Their stories, told in voice-over, are hardly new, but some of the happenings are still shocking. González forms them into a free-flowing, clear structure. First comes motivation: as young as nine or ten, they see things happening on the street that they cannot explain, which makes them curious. They explore and soon realise that there are people who are rich and respected, unlike their poor parents, and this is intoxicating.

They quickly enter this violent world as rookies who have a chance to rise up the ranks. First, they will buy a gun. Often, these are sold by the police, and their origin is the US government – a huge majority of weapons in Mexico come from their northern neighbour. As they go into action, they discover adrenaline and the feeling of power that comes with killing another human being. And soon enough, this becomes a new normal, and they turn cold and emotionless. Still, these are kids who are not yet emotionally fully developed, which is bound to bring them serious psychological problems, even for the rare ones who manage to get out of the vicious circle.

At first, the film makes for a somewhat frustrating viewing experience. One keeps expecting the filming device to be just an inventive introduction to a more straightforward documentary, but it stubbornly remains the same. Still, the viewer soon gets immersed in this world, and the approach keeps them on their toes. The story is made coherent and exciting through an undoubtedly complicated editing process taken care of by Paloma López Carrillo, who has compiled these pieces into several long segments. In between them, the screen remains black and only the sound design remains – at one point, after the story of a shooting, we hear screams and police sirens.

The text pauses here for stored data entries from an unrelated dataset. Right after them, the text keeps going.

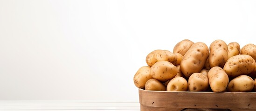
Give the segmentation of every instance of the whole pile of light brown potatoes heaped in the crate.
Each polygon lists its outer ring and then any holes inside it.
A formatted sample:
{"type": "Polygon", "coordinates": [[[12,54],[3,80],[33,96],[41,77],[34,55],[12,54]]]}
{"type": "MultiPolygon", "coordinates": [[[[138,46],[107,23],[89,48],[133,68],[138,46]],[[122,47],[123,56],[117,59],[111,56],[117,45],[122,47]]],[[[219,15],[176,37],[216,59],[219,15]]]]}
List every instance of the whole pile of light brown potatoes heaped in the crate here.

The kinetic, percussion-heavy, dirty electronic score really pushes the proceedings forwards. It was composed by three youngsters from the Mexico City neighbourhood of Tepito, Haxah, Konk and Andrés Sánchez, who were also the ones who found the protagonists and equipped them with scorpion tails, even if the cinematography is credited to the experienced María Secco.

A Wolfpack Called Ernesto is a co-production between Mexican companies Animal del luz films and Artegios, Switzerland's Bord Cadre Films, the UK's Sovereign Films and France’s Films Boutique Production. Films Boutique has the international rights.